We are looking to buy a home with property in Missouri. We are new here and don't know the area well. What are your recommendations? We need to stay within a 1 hr drive time to Springfield. We want good pasture land, lenient zoning rules, the least regulations to have to abide by, etc. We want to be rural so we can have cows and chickens, a rooster, goats, bees, and play with our land. Any recommendations? Thank you so much!


----------



## mowrey1999 (Aug 25, 2005)

Sent you a PM ,I like ozark county myself.


----------



## DaynaJ (Dec 5, 2007)

Bolivar is abt 35 miles north of Springfield. North of there is Pomme De Terre Lake area, beautiful and no codes to deal with. Good neighbors, great area!!


----------



## thestartupman (Jul 25, 2010)

I moved here about a year ago from WA. We are in the Lebanon area.
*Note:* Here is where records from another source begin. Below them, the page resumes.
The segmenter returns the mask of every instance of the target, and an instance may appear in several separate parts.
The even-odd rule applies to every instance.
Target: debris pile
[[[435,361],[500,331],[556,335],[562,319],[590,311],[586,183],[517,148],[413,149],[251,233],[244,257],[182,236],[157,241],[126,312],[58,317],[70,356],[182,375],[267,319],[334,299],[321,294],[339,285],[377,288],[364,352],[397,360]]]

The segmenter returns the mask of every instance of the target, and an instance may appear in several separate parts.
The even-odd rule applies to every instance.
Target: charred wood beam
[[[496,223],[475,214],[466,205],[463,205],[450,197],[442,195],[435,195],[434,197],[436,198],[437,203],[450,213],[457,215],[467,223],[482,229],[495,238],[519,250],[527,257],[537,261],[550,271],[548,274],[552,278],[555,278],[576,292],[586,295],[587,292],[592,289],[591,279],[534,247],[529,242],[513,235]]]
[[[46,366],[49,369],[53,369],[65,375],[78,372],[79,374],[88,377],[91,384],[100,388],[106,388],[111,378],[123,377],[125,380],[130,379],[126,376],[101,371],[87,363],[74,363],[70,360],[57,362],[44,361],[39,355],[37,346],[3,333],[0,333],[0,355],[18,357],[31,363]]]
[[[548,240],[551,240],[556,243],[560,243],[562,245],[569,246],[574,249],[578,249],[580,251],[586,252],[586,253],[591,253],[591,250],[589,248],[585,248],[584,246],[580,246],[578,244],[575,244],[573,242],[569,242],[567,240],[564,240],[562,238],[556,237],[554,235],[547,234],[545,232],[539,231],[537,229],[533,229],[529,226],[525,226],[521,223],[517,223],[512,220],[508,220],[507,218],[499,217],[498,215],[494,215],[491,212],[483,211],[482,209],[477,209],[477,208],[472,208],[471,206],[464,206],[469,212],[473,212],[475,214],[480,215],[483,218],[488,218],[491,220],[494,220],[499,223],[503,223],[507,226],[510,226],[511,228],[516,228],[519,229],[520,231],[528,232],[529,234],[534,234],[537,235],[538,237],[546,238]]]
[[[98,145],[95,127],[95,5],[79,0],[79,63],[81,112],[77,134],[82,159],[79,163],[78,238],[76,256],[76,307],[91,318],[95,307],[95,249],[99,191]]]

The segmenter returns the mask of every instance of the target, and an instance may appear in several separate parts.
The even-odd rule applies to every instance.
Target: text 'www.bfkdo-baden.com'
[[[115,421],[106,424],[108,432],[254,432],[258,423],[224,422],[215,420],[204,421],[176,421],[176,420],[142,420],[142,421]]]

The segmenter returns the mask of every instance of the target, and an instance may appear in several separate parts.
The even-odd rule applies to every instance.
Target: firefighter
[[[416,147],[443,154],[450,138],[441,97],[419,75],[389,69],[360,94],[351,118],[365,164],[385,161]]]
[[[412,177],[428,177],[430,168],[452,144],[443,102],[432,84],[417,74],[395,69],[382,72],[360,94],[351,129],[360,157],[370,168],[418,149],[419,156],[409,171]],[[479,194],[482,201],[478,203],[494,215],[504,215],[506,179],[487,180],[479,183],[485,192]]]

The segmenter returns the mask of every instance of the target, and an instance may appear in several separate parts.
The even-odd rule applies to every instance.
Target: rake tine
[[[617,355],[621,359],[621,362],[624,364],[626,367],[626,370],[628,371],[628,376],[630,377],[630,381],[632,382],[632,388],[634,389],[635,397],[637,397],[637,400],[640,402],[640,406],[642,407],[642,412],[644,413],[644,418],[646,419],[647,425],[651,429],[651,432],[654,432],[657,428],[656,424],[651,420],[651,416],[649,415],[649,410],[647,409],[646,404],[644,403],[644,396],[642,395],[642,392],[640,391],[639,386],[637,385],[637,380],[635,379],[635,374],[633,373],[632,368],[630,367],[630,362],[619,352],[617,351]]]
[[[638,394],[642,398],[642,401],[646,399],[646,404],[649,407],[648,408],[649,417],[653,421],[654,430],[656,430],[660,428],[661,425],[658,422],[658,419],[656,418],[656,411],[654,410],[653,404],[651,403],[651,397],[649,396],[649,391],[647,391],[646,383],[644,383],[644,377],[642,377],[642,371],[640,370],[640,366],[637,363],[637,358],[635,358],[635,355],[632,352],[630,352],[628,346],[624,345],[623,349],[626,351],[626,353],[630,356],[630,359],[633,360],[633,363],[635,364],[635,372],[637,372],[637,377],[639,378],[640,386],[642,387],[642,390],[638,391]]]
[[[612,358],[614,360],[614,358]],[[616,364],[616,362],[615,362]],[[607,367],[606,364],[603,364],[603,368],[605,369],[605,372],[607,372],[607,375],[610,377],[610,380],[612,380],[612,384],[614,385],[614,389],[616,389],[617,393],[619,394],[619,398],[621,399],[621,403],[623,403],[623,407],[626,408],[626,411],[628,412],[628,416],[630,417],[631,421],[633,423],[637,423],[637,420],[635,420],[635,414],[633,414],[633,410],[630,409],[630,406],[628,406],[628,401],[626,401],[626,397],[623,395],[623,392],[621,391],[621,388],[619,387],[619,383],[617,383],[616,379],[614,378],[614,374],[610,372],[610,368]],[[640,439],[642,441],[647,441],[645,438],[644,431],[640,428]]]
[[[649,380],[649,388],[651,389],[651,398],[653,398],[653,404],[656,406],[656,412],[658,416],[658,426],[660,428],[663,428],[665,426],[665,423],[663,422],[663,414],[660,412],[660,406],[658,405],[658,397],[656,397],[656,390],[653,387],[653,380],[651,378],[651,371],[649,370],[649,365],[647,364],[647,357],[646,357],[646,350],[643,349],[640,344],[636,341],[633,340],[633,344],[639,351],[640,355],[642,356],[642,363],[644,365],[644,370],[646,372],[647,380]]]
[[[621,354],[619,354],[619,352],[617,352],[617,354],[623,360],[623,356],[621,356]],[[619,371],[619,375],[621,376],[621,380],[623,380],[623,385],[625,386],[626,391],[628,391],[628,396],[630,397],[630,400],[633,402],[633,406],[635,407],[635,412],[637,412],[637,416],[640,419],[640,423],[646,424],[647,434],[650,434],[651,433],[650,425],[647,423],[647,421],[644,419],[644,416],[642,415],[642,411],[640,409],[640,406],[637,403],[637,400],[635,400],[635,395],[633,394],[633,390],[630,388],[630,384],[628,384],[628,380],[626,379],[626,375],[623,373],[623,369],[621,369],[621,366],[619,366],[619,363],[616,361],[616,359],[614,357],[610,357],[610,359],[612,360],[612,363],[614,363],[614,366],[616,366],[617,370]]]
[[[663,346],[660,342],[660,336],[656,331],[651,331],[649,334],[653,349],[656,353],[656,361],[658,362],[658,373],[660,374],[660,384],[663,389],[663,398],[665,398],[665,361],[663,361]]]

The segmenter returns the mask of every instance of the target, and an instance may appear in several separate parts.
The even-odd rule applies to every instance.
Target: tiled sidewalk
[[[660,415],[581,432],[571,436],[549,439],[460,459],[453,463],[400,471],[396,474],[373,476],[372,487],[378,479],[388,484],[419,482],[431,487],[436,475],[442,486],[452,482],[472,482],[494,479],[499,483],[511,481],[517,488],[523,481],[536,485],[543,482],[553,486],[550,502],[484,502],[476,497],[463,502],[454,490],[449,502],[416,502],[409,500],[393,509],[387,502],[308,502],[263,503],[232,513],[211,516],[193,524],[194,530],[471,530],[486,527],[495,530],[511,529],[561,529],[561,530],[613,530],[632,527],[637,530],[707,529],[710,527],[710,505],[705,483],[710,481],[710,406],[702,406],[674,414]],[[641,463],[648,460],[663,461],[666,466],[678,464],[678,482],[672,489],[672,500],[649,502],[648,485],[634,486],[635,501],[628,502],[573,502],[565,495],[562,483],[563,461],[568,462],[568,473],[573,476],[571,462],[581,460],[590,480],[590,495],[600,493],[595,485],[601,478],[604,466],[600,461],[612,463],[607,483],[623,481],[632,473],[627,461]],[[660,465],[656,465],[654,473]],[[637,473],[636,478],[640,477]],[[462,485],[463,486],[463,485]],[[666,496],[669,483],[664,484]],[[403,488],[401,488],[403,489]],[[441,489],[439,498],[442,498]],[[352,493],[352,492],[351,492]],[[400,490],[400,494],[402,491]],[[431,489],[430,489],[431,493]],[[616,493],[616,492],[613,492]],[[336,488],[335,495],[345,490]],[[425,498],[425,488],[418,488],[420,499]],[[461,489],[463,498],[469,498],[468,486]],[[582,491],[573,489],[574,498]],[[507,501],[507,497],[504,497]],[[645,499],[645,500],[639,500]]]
We love it here.


----------



## o&itw (Dec 19, 2008)

Almost any place within an hour circle of Springfield (outside of Greene County) will meet your requirements except the Branson area.

You will probably find more places with pasture north of I44 than south (which tends to be more wooded and hilly)

Here is just one example (don't freak, highest priced properties are first):

http://www.stocktonmorealestate.com/farms.htm


----------